Louis started with the treatments. Rodney stood perfectly still, arms at his side, listening. As Louis moved onto the rapes and the burns, Rodney’s face started to change, the twisted look of disgust hardened to horror. Then, suddenly, anger.

Rodney spun away, throwing the bottle. It crashed somewhere in the darkness. Louis reached for him, but Rodney threw off his hand, bolting toward the wine cellar. But then he spun back.

“Get out!” he shouted.

“Rodney.”

“Get the hell out of my house!” Rodney came to him, pointing to the stairs.

In the dim light, Louis could clearly see his face. Tears lined his cheeks. He was afraid to leave him like this.

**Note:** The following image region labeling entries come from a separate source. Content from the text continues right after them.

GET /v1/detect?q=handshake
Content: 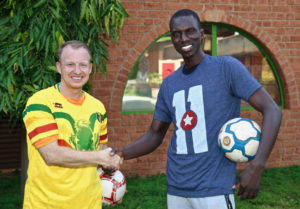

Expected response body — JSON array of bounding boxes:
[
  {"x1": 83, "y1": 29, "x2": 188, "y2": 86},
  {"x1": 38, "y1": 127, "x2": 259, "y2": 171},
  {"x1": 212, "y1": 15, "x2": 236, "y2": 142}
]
[{"x1": 98, "y1": 147, "x2": 124, "y2": 174}]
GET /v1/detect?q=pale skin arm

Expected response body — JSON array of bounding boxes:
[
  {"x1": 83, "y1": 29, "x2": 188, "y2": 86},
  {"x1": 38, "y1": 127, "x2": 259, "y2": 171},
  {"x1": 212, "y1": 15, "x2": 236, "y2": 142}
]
[
  {"x1": 233, "y1": 88, "x2": 282, "y2": 199},
  {"x1": 38, "y1": 140, "x2": 122, "y2": 169}
]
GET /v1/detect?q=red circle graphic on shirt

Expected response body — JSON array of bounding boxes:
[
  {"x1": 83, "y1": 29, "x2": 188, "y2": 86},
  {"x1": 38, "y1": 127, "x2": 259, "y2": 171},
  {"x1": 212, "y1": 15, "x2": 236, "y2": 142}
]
[{"x1": 180, "y1": 110, "x2": 197, "y2": 131}]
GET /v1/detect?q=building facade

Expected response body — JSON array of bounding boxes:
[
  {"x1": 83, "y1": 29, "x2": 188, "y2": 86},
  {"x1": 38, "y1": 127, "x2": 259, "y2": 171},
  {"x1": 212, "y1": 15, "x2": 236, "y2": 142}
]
[{"x1": 91, "y1": 0, "x2": 300, "y2": 176}]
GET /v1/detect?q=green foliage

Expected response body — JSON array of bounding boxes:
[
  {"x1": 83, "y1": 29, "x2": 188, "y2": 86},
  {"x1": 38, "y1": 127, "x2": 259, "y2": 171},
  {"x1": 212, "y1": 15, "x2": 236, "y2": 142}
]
[{"x1": 0, "y1": 0, "x2": 128, "y2": 119}]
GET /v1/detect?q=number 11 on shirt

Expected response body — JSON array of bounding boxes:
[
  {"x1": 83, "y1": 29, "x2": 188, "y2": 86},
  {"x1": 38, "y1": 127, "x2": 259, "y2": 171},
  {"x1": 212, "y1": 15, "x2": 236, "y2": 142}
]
[{"x1": 172, "y1": 85, "x2": 208, "y2": 154}]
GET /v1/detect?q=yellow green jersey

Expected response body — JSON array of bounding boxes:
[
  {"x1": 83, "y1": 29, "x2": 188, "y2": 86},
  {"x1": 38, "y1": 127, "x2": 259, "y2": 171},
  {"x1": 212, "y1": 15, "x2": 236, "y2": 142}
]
[{"x1": 23, "y1": 84, "x2": 107, "y2": 209}]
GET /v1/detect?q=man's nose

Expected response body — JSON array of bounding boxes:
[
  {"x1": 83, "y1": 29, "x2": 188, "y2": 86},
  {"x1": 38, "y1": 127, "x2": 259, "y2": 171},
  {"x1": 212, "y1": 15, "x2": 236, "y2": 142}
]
[{"x1": 181, "y1": 32, "x2": 189, "y2": 42}]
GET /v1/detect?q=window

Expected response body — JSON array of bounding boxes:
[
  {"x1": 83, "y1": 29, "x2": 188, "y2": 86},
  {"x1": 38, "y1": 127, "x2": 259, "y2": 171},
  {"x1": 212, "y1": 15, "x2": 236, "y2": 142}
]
[{"x1": 122, "y1": 23, "x2": 284, "y2": 114}]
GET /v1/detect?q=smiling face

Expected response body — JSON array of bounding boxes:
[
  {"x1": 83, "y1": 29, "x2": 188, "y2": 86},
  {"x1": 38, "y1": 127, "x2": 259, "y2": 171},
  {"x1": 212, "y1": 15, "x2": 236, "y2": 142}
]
[
  {"x1": 170, "y1": 15, "x2": 204, "y2": 66},
  {"x1": 56, "y1": 45, "x2": 92, "y2": 95}
]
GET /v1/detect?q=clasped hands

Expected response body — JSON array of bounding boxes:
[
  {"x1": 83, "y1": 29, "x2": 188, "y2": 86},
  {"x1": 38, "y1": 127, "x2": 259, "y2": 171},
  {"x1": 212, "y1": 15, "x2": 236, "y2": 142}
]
[{"x1": 100, "y1": 147, "x2": 123, "y2": 175}]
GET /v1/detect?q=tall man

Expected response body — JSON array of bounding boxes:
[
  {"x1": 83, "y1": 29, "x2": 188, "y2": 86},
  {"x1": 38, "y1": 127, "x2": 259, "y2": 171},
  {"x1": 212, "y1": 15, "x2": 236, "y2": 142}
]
[
  {"x1": 117, "y1": 9, "x2": 282, "y2": 209},
  {"x1": 23, "y1": 41, "x2": 121, "y2": 209}
]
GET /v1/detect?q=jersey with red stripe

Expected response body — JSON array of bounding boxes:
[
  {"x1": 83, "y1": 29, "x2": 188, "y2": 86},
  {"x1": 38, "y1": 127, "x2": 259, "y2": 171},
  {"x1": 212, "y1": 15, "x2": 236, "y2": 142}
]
[{"x1": 23, "y1": 85, "x2": 107, "y2": 208}]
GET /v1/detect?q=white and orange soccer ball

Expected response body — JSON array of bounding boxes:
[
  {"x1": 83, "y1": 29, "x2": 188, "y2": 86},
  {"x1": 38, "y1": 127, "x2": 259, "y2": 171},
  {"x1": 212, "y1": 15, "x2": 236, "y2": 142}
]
[
  {"x1": 98, "y1": 168, "x2": 126, "y2": 205},
  {"x1": 218, "y1": 118, "x2": 261, "y2": 163}
]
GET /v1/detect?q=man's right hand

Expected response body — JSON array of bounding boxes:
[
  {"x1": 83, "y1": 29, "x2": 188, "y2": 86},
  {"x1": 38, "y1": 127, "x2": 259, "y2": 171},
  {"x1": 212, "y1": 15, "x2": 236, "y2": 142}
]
[{"x1": 99, "y1": 148, "x2": 123, "y2": 170}]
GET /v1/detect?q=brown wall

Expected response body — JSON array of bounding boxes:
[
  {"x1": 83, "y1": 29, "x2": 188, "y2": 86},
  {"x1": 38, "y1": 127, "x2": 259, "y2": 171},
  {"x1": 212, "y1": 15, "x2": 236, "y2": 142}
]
[{"x1": 92, "y1": 0, "x2": 300, "y2": 176}]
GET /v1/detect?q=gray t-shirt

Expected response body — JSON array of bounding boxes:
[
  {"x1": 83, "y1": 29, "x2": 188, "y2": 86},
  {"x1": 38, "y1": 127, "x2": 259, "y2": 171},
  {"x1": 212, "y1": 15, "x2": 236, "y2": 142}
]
[{"x1": 154, "y1": 55, "x2": 261, "y2": 197}]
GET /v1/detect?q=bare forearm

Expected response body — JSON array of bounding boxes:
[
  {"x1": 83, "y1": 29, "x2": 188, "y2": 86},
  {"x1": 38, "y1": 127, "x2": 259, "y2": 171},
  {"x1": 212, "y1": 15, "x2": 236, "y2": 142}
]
[
  {"x1": 39, "y1": 141, "x2": 120, "y2": 167},
  {"x1": 44, "y1": 147, "x2": 98, "y2": 167},
  {"x1": 254, "y1": 106, "x2": 282, "y2": 166}
]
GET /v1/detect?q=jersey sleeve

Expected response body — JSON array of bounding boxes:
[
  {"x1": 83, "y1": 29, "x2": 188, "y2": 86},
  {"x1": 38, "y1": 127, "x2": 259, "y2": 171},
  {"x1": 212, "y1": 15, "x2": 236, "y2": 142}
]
[
  {"x1": 23, "y1": 95, "x2": 58, "y2": 148},
  {"x1": 224, "y1": 57, "x2": 262, "y2": 101},
  {"x1": 153, "y1": 81, "x2": 172, "y2": 123}
]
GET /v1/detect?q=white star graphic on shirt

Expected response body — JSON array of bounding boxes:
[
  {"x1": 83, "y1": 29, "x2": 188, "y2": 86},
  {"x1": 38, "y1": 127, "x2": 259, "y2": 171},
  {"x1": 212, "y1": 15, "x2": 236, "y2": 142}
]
[{"x1": 183, "y1": 114, "x2": 193, "y2": 126}]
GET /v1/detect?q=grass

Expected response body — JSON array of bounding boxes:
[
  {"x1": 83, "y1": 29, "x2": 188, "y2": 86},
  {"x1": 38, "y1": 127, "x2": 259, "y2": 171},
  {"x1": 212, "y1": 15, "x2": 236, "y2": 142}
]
[{"x1": 0, "y1": 166, "x2": 300, "y2": 209}]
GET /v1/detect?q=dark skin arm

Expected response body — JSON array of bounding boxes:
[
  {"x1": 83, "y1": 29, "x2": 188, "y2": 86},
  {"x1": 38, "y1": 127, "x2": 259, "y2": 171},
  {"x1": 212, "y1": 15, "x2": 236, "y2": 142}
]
[
  {"x1": 234, "y1": 88, "x2": 282, "y2": 199},
  {"x1": 116, "y1": 119, "x2": 170, "y2": 160}
]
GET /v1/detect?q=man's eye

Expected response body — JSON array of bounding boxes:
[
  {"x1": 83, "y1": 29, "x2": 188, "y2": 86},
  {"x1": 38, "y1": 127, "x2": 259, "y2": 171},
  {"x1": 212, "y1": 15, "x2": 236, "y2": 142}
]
[
  {"x1": 172, "y1": 32, "x2": 180, "y2": 38},
  {"x1": 187, "y1": 29, "x2": 196, "y2": 34}
]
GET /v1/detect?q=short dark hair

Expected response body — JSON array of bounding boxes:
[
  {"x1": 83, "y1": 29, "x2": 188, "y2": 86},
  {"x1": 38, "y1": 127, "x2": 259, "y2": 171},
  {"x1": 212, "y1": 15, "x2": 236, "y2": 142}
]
[
  {"x1": 57, "y1": 40, "x2": 92, "y2": 61},
  {"x1": 169, "y1": 9, "x2": 202, "y2": 30}
]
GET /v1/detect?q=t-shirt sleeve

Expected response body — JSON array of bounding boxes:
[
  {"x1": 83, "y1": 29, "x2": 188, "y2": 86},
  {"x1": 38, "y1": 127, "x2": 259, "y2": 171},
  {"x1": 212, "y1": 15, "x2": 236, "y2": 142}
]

“Get out. Get out now!” Rodney screamed.

Louis started to the stairs, then turned to look at Rodney. He had disappeared into the wine cellar. A second later, he came out carrying a bottle and the corkscrew. He walked to the center of the basement, then half fell to the floor. He sat there on the wet floor, then slowly began to wind the corkscrew down into the top of the bottle.

Louis watched him for a moment more, then went up the stairs.